Thursday, April 24, 2008

Research On The Cheap 2: DIY Lab Supplies

How To Run A Lab (As) Cheaply (As Possible)

I encourage commentary; additional suggestions will be appended. (Please only comment on the things listed in this post; more to follow.)

Part 1: Recycling and Repair

4. Learn to make things.
  • If you've not bought many things for labs, you'll be amazed how much they cost. Gel tanks: $350 and up. A lot of equipment can be cobbled together, with creativity. It's worth it to make some things yourself, but do a cost/time analysis first. Check and see how complicated basic [thing] is before you buy or make one.
  • Newark Electronics sells everything.
  • Horizontal gel boxes: jigsaw, plexiglass, epoxy, some Pt wire, some long wires, a couple connectors, electrical tape. (Disassembled lamps and so on provide excellent recyclable wires and plugs. Scrap plexiglass can sometimes be had free from companies or the shop.)
  • Miniprep columns: plastic spin filters (Sigma et al.) and a little silica gel (about $80 for 500 g; but a kit for 250 preps runs about $300).
  • Find a machine shop and a glassblower if possible (some do work by mail). The machine shop can make you gel plates and the glassblower will repair that $200 flask for $20. Most expensive glassware is worth repairing.
  • You can make your own gel-picture box with a cheap UV emitter, a cheap digital camera, a large box-like object, and ImageJ.
  • If you feel really cheap, a hot plate, a pan, and some sand make a fine constant-temp 'heat block'. (But only one temperature at a time.)
  • Someone in my lab made a plasma-cleaner from an old microwave, a vacuum pump, and some tubing.
  • Rotation-only orbital shakers cost thousands of dollars. A few large springs, some flat stuff (plexiglass works well) and a rotary-shaft motor will also do the trick. Ugly... but effective.
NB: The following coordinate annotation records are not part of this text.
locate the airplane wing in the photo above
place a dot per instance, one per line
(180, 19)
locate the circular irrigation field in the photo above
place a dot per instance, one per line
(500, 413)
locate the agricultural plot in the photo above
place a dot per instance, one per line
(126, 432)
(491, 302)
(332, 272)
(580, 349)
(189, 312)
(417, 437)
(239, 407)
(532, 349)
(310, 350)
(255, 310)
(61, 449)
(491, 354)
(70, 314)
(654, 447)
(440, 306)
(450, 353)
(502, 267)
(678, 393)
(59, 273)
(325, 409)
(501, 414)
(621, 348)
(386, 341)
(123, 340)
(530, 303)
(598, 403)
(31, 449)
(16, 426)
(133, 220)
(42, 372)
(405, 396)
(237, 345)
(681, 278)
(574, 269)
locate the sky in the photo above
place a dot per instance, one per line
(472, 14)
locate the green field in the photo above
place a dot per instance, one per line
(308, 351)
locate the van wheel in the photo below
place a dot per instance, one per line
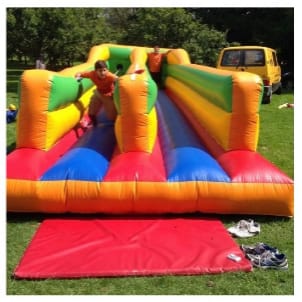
(266, 99)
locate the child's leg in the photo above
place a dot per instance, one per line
(94, 107)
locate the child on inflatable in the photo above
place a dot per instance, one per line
(103, 95)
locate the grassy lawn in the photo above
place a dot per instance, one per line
(276, 143)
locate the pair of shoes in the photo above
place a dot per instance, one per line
(258, 249)
(269, 259)
(245, 228)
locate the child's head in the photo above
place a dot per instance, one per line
(101, 68)
(156, 49)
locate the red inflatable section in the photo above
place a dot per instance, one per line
(77, 248)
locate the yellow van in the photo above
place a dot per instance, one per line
(255, 59)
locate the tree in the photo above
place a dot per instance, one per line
(267, 26)
(168, 28)
(60, 35)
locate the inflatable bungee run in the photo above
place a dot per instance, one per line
(188, 147)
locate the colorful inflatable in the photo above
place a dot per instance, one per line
(190, 147)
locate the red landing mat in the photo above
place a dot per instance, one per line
(77, 248)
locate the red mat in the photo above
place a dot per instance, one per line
(76, 248)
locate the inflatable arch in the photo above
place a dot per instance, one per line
(189, 147)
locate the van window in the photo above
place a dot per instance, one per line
(249, 57)
(253, 57)
(231, 58)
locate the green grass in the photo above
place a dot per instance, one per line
(275, 143)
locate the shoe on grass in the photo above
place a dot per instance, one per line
(269, 260)
(258, 249)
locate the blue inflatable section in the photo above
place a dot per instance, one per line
(186, 159)
(88, 159)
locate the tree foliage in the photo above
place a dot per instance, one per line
(65, 35)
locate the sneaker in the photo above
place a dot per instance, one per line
(258, 249)
(269, 260)
(245, 228)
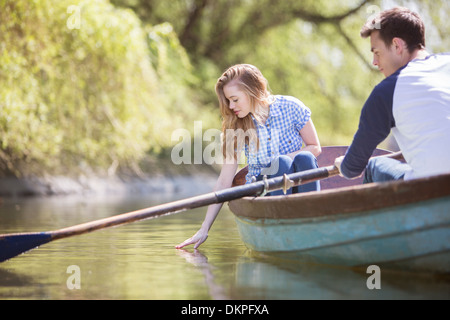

If you throw in a variable-speed switch in front of the motor, it's adjustable-speed.
5. Mixing it yourself is cheaper than a kit.
  • Don't use a kit! There's another way, and it's much cheaper. They did it another way before the kit, of course.
  • Most things in kits you can make, including silver stain, labeling reagents, and everything from Qiagen.
  • DNA purification: PCA extraction, then glycogen and ethanol.
  • Make your own media powders if possible. Not hard.
  • Pour your own gels; buy dry acrylamide (but only if you have a fume hood!).
  • Don't ever buy a protein purification kit. Just don't.
  • High-processivity proofreading enzyme? 10:1 Pfu/Taq.
  • You can make your own Taq. And it's even legal now. The prep is basically 'Boil, spin, run over column.' You can also make: specific proteases, size ladders (buy dry proteins from Sigma), and so on.
  • Boil your own dialysis tubing.
  • Ethidium bromide really is the cheapest option. Sorry.
  • The quick ligation kits just have PEG (5000, 5%) and regular T4 in them.
  • Mutagenize DNA with primers, not a kit.
  • For most reagents, you can use much less than the instructions say. Colloidal coomassie: 7 ml/minigel. TOPO: 0.25 uL works too.
  • Learn tricks. Like: 0.5 M salt in a blot reduces nonspecific bands dramatically. Or: there's no way to predict which PCR additive will work best, but start with DMSO. ('Additive Q' is 100% betaine. Someone put it through an NMR.) Some specialty journals, including Electrophoresis, have entire papers on tricks.